If I were you, I'd pull the wheels and slam some new pads in, then see if you can get the rotor judder to go away. I just pulled all four sets of pads off of my car to check them. Rotors are a bit more tricky because the torque setting on the front caliper bolts is 111 lb ft + 15-30 degrees. That can be kind of tough to do unless you are under the car on a lift.

When I've had issues with brake judder in the past (different car, F80 M3), the way to get rid of it was to get an aggressive track pad and drive them around on the street where they are cold. Track pads are very abrasive until they heat up, and gentle braking will wear off the pad deposits on the rotors. It takes a few days but it works. I don't know if the stock pads are abrasive enough when cold to do it.

Once you get this sorted out, I'd properly bed the brakes without getting into the ABS so you have a smooth transfer layer.
 
Are the pads to the wear sensors yet? Did they say 4mm of pad material or total pad thickness? I just measured my pads as I thought they were kind of low and the backing plate is 6mm thick and I had another ~6mm of pad material and it hadn't started wearing the wear sensors yet. Caveat being these are CCB brakes, but I doubt the thickness will differ.

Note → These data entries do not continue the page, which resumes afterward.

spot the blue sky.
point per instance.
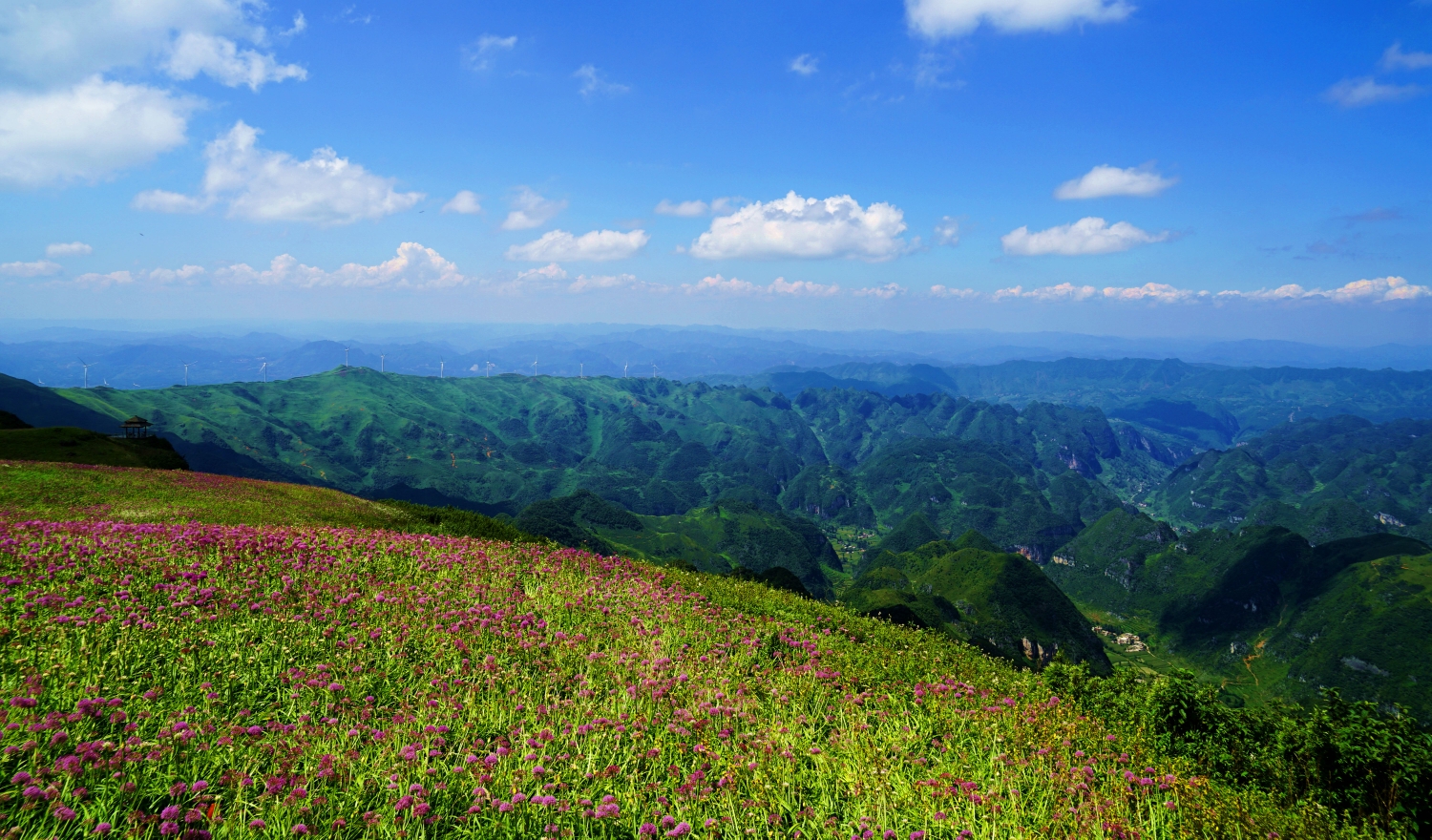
(1137, 168)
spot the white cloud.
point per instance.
(464, 202)
(1395, 59)
(882, 292)
(530, 211)
(598, 245)
(188, 274)
(795, 226)
(88, 131)
(738, 288)
(941, 291)
(31, 269)
(412, 268)
(481, 53)
(1375, 291)
(62, 42)
(547, 272)
(686, 209)
(612, 283)
(105, 281)
(1368, 91)
(804, 65)
(222, 60)
(947, 232)
(162, 200)
(68, 249)
(1088, 235)
(954, 17)
(274, 186)
(1110, 180)
(595, 85)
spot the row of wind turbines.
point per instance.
(383, 368)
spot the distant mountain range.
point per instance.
(1266, 527)
(155, 358)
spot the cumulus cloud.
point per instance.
(68, 249)
(686, 209)
(65, 122)
(804, 65)
(274, 186)
(956, 17)
(882, 292)
(1110, 180)
(42, 268)
(464, 202)
(88, 131)
(96, 281)
(735, 286)
(947, 232)
(62, 42)
(804, 228)
(615, 283)
(412, 268)
(1368, 91)
(480, 54)
(529, 209)
(595, 85)
(1395, 59)
(1375, 291)
(598, 245)
(941, 291)
(1088, 235)
(223, 62)
(547, 272)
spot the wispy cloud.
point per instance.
(1087, 237)
(804, 228)
(1366, 91)
(480, 54)
(1108, 180)
(595, 85)
(530, 209)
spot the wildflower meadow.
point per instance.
(200, 680)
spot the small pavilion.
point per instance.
(137, 427)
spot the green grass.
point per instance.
(76, 445)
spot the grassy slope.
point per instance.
(74, 445)
(656, 447)
(681, 694)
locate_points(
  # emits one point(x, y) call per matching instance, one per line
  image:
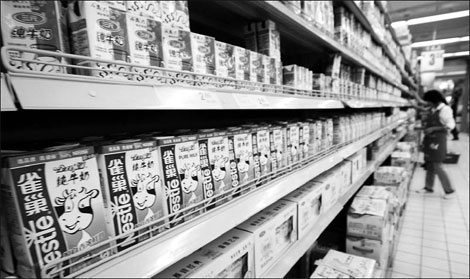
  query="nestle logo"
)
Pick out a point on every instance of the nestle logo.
point(108, 25)
point(29, 18)
point(145, 35)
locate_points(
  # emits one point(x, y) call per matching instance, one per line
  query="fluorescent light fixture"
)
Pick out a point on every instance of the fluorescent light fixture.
point(453, 54)
point(439, 42)
point(427, 19)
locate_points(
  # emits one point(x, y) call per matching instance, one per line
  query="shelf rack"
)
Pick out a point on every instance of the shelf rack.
point(6, 97)
point(299, 248)
point(158, 254)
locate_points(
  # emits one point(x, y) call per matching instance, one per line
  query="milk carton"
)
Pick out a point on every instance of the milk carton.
point(181, 170)
point(215, 164)
point(148, 9)
point(99, 30)
point(243, 151)
point(55, 209)
point(229, 256)
point(145, 46)
point(274, 230)
point(309, 206)
point(130, 171)
point(175, 14)
point(177, 54)
point(269, 42)
point(36, 25)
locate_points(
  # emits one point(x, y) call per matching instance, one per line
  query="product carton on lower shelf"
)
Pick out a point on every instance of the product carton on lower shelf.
point(274, 230)
point(229, 256)
point(367, 218)
point(341, 265)
point(309, 206)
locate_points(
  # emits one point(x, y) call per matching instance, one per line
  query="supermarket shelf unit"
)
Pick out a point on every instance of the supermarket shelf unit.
point(158, 254)
point(7, 100)
point(299, 248)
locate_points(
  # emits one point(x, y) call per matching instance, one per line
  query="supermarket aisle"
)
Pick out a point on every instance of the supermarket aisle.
point(434, 241)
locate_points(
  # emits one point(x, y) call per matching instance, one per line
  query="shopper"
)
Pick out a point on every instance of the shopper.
point(439, 122)
point(454, 103)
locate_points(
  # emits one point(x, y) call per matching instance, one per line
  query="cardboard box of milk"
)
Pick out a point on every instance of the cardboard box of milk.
point(269, 42)
point(182, 177)
point(309, 206)
point(54, 204)
point(274, 230)
point(36, 25)
point(229, 256)
point(133, 183)
point(100, 31)
point(145, 47)
point(175, 14)
point(148, 9)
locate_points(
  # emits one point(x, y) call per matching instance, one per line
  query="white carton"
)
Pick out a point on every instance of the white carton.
point(145, 46)
point(36, 25)
point(309, 206)
point(229, 256)
point(367, 218)
point(55, 209)
point(99, 30)
point(148, 9)
point(175, 14)
point(132, 182)
point(268, 42)
point(344, 266)
point(274, 230)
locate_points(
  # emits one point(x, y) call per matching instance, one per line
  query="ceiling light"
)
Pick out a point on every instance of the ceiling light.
point(433, 18)
point(453, 54)
point(439, 42)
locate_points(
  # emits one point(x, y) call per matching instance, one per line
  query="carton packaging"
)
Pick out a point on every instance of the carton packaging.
point(242, 147)
point(229, 256)
point(175, 14)
point(35, 25)
point(145, 46)
point(269, 42)
point(148, 9)
point(132, 182)
point(215, 164)
point(341, 265)
point(250, 37)
point(203, 55)
point(274, 230)
point(309, 206)
point(367, 218)
point(54, 206)
point(99, 30)
point(181, 171)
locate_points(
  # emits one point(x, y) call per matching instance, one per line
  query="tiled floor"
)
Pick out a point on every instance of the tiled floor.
point(434, 241)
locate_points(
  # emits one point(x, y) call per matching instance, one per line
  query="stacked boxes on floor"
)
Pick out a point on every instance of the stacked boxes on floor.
point(342, 265)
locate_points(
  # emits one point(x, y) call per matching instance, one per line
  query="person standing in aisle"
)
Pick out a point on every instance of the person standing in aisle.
point(454, 104)
point(438, 123)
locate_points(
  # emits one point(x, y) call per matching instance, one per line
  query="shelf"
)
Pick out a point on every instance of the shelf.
point(155, 256)
point(299, 248)
point(6, 97)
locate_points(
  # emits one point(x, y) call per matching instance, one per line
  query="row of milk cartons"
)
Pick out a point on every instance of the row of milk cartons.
point(62, 201)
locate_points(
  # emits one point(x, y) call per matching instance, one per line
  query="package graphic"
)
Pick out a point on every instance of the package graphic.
point(181, 170)
point(148, 9)
point(132, 187)
point(145, 46)
point(36, 25)
point(215, 165)
point(55, 209)
point(175, 14)
point(99, 30)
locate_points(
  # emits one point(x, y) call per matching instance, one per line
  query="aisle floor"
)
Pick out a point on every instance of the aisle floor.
point(434, 240)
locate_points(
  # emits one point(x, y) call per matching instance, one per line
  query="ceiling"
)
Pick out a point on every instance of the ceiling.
point(459, 27)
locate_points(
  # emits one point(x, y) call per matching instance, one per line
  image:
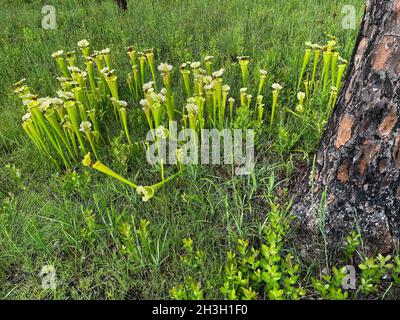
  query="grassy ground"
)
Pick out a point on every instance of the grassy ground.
point(43, 211)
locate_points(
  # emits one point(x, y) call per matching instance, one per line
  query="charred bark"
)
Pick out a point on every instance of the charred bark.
point(358, 159)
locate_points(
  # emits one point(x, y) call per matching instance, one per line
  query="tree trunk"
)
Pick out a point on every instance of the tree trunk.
point(358, 160)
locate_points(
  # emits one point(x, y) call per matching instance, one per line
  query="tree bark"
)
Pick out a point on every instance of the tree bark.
point(358, 160)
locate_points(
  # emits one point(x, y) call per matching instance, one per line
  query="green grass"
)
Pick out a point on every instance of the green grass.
point(42, 214)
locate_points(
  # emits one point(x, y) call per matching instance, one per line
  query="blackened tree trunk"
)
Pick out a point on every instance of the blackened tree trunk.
point(122, 4)
point(358, 160)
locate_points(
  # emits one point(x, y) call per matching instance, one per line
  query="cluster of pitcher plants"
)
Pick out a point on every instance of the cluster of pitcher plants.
point(79, 122)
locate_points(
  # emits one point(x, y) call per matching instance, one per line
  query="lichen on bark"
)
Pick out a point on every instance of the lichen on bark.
point(358, 160)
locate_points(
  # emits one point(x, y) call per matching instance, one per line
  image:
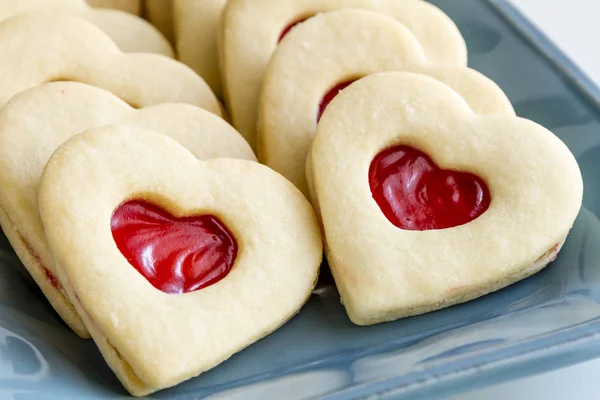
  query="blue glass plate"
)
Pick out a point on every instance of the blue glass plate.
point(547, 321)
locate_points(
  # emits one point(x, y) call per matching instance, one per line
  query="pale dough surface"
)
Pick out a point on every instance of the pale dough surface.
point(34, 123)
point(131, 6)
point(197, 25)
point(383, 272)
point(154, 340)
point(160, 13)
point(335, 47)
point(250, 31)
point(130, 33)
point(42, 46)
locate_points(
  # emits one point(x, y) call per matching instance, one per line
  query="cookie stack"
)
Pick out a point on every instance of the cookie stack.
point(150, 226)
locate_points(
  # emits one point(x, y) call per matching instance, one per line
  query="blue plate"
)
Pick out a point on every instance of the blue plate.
point(547, 321)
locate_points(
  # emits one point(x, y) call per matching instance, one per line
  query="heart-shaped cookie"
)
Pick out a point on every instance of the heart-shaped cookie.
point(35, 122)
point(326, 53)
point(197, 26)
point(130, 33)
point(250, 32)
point(42, 47)
point(386, 270)
point(152, 339)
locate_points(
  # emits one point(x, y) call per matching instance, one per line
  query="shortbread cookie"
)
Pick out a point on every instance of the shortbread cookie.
point(34, 123)
point(243, 251)
point(251, 30)
point(336, 48)
point(197, 25)
point(160, 13)
point(426, 204)
point(42, 47)
point(131, 6)
point(130, 33)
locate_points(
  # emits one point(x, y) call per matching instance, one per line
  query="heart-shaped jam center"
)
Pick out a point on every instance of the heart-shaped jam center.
point(415, 194)
point(176, 255)
point(330, 95)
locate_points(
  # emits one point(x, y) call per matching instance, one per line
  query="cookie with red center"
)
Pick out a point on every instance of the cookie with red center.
point(426, 204)
point(323, 56)
point(197, 26)
point(34, 123)
point(174, 264)
point(130, 33)
point(251, 30)
point(42, 47)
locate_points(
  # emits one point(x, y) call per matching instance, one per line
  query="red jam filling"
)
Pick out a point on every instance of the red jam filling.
point(289, 28)
point(415, 194)
point(330, 95)
point(176, 255)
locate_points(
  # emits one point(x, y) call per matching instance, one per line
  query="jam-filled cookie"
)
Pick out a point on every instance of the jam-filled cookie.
point(426, 204)
point(42, 47)
point(34, 123)
point(251, 30)
point(192, 260)
point(197, 26)
point(325, 54)
point(130, 33)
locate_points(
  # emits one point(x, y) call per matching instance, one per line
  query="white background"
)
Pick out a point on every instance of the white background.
point(574, 25)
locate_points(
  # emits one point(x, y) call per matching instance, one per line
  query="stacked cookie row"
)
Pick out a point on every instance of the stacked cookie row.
point(147, 222)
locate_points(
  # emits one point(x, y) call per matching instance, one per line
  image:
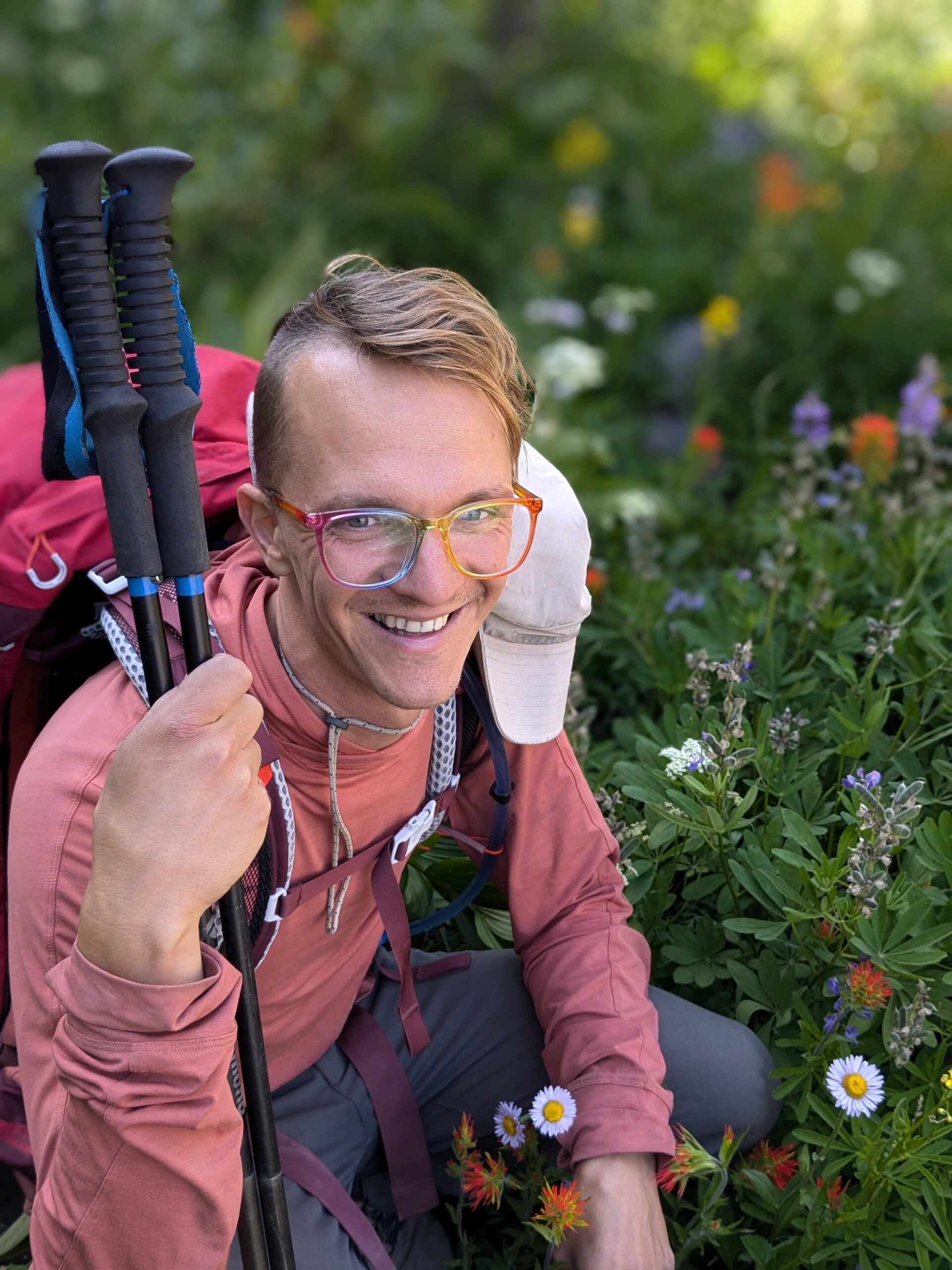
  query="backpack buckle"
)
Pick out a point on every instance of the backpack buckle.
point(413, 832)
point(271, 913)
point(110, 588)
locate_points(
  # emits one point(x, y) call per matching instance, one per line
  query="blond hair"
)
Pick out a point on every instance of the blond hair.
point(432, 319)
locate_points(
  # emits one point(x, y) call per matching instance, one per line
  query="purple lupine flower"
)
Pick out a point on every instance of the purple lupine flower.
point(679, 599)
point(922, 405)
point(812, 421)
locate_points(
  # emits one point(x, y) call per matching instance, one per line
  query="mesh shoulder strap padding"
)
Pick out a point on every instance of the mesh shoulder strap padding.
point(469, 728)
point(258, 879)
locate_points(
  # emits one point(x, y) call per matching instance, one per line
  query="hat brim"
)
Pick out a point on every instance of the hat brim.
point(527, 686)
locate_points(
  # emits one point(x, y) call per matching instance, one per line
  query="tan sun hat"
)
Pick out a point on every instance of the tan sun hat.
point(529, 640)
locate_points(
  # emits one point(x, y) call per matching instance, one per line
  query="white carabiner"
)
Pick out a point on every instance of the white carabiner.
point(108, 588)
point(50, 584)
point(271, 913)
point(414, 831)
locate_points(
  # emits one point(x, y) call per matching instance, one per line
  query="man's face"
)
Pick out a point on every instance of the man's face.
point(375, 434)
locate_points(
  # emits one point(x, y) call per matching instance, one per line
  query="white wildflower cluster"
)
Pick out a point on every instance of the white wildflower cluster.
point(617, 308)
point(579, 714)
point(569, 366)
point(881, 829)
point(883, 635)
point(688, 758)
point(783, 732)
point(624, 833)
point(909, 1026)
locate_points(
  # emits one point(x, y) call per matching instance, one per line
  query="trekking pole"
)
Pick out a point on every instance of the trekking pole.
point(75, 281)
point(141, 183)
point(76, 271)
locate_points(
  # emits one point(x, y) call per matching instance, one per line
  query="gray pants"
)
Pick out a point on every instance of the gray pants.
point(486, 1046)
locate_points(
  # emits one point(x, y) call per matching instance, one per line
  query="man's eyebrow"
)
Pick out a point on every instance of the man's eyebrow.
point(365, 498)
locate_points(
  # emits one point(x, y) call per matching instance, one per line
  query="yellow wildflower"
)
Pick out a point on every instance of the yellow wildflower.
point(720, 320)
point(582, 224)
point(581, 145)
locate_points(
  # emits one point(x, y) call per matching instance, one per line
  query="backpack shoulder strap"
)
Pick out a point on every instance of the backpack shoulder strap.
point(268, 877)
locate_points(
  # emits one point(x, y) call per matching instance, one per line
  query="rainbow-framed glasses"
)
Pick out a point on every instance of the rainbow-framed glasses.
point(367, 548)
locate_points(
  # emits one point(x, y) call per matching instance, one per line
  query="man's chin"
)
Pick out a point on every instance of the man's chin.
point(416, 688)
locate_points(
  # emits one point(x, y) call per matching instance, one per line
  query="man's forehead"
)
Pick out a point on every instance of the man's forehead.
point(370, 432)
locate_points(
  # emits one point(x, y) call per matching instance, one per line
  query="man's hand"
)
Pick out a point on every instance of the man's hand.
point(179, 820)
point(626, 1226)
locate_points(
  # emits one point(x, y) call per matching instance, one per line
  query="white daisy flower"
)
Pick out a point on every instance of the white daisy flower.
point(855, 1085)
point(552, 1110)
point(509, 1128)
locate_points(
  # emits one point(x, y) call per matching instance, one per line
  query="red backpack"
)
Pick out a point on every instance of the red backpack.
point(53, 532)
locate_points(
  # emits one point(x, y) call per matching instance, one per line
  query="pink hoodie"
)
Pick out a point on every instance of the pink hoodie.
point(131, 1119)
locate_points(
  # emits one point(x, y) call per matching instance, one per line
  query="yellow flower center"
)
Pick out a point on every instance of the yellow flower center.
point(855, 1085)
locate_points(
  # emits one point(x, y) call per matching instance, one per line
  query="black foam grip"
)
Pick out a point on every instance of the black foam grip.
point(144, 182)
point(73, 173)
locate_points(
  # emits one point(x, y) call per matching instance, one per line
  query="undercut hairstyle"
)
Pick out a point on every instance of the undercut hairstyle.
point(432, 319)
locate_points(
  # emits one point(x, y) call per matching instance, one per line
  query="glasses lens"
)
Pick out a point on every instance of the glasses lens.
point(490, 539)
point(368, 549)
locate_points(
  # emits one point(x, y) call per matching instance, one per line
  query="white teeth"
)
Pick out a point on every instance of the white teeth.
point(412, 628)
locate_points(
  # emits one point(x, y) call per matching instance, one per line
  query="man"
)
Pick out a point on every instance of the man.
point(385, 390)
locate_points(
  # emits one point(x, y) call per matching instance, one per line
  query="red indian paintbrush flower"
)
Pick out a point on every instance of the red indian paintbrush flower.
point(834, 1191)
point(563, 1210)
point(464, 1137)
point(774, 1162)
point(690, 1160)
point(869, 986)
point(874, 444)
point(709, 441)
point(484, 1183)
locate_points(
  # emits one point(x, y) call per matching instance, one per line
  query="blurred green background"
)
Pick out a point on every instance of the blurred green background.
point(636, 159)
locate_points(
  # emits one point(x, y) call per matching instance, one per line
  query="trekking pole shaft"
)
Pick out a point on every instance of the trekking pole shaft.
point(143, 182)
point(73, 175)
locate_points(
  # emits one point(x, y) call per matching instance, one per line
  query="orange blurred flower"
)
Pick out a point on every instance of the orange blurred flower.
point(834, 1191)
point(706, 440)
point(547, 259)
point(305, 27)
point(781, 191)
point(874, 444)
point(706, 443)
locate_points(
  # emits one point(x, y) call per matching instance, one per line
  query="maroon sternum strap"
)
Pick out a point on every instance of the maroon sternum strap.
point(381, 858)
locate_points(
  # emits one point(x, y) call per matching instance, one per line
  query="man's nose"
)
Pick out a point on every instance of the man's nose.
point(433, 577)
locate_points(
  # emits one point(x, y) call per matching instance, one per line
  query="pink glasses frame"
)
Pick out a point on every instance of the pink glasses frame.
point(318, 521)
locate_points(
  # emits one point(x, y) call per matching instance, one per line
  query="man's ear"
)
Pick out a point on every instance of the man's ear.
point(258, 517)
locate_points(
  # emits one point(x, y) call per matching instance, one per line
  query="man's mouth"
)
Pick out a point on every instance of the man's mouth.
point(411, 625)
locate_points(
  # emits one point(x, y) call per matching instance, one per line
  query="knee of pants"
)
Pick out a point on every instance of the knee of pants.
point(752, 1075)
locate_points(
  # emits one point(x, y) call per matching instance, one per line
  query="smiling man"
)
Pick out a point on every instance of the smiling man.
point(390, 535)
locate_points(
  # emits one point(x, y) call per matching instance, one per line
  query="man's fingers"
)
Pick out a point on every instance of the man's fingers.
point(203, 697)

If I were you, I'd pull the wheels and slam some new pads in, then see if you can get the rotor judder to go away. I just pulled all four sets of pads off of my car to check them. Rotors are a bit more tricky because the torque setting on the front caliper bolts is 111 lb ft + 15-30 degrees. That can be kind of tough to do unless you are under the car on a lift.

When I've had issues with brake judder in the past (different car, F80 M3), the way to get rid of it was to get an aggressive track pad and drive them around on the street where they are cold. Track pads are very abrasive until they heat up, and gentle braking will wear off the pad deposits on the rotors. It takes a few days but it works. I don't know if the stock pads are abrasive enough when cold to do it.

Once you get this sorted out, I'd properly bed the brakes without getting into the ABS so you have a smooth transfer layer.

Yeah, I probably won’t be doing this full job at home. I like to DIY things when I can but not sure I want to mess around with brakes.

What’s the recommended bedding procedure for these brakes?